Monday, August 28, 2006

Saturday Nite

Saturday was spend at Gold Coast – Party. The word itself brought to mind noisy, half - naked revellers; it suggested the kind of empty frivolity and moral laxity of which I had been brought up to disapprove. It was my going away; I don’t know when I will see those faces again. Driving back Sunday afternoon, still hung-over and starving couldn’t help but think ‘if only’. Somewhere, in me with the ‘detachment is the key’ formula – kept thinking, if only, I had behaved, if only, I had realised the important things in life before loosing them – maybe, maybe – Miss West would still have been in my life. Excuses for the self-pitying bastard. Heading to Bombay next week – scared, excited, apprehensive, and eager all the emotions possible.

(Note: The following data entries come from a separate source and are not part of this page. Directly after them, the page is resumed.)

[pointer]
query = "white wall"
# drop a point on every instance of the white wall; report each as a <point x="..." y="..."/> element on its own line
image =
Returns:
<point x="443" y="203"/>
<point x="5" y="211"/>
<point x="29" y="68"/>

My old French friend – Sebastian, had once mentioned how India helped him become serious. One of the greatest things for him about coming to India had been, knowing about poverty and pain and suffering, and realizing that there is a whole world outside where people don’t even have the basic things in life. I mean, people keep seeing all those things on television, you know, those starving kids in Africa, but somehow one never gets close enough to really feel it. It doesn’t register much. It’s just out there on a map and you never really care as much as one should. And then you see it face to face and, boy, it knocks you out. Not many people get the chance to experience all this. In West, people are kind of trying to forget what pain and suffering are…keep…covers…only…real life…winners and losers…this…machismo…makes…pathetic failures. I mean spiritually, because one doesn’t allow oneself to suffer, experience pain.

In the months and years, since I met Miss West following the first evening, I was to see her in every mood and posture, in every kind of dress and at different times of the day; such rapt gazing as mine would leave a wealth of memorable images in my mind. But it is the picture of her sitting up very straight on her balcony, abstractedly plucking nibbles, the light from the city lights bathing her clear unblemished face in a golden glow that has stayed most vividly with me, and is the central force that illuminates her in my memory.

As I prepare myself to leave this city, a thin crimson – edged mist hangs over the river when I walk out of the house. The alleys leading to the main road is empty, the houses sunk in a blue haze, still untouched by the sun, which had already begun tentatively to probe the facades of the houses lining the river. I found my paradise and despair in this city. Morals, beliefs, principles were formed, tested, broken here. Mates made and lost, with Miss West beside me – I had a sense of serenity. Life, couldn’t touch me – was impregnable. Now I stare at the emptiness, isn’t this the déjà vu I have already experienced when I left Bombay, maybe just a degree more difficult and painful. Am heading back to Bombay, to find peace in all the carnage – oxymoron.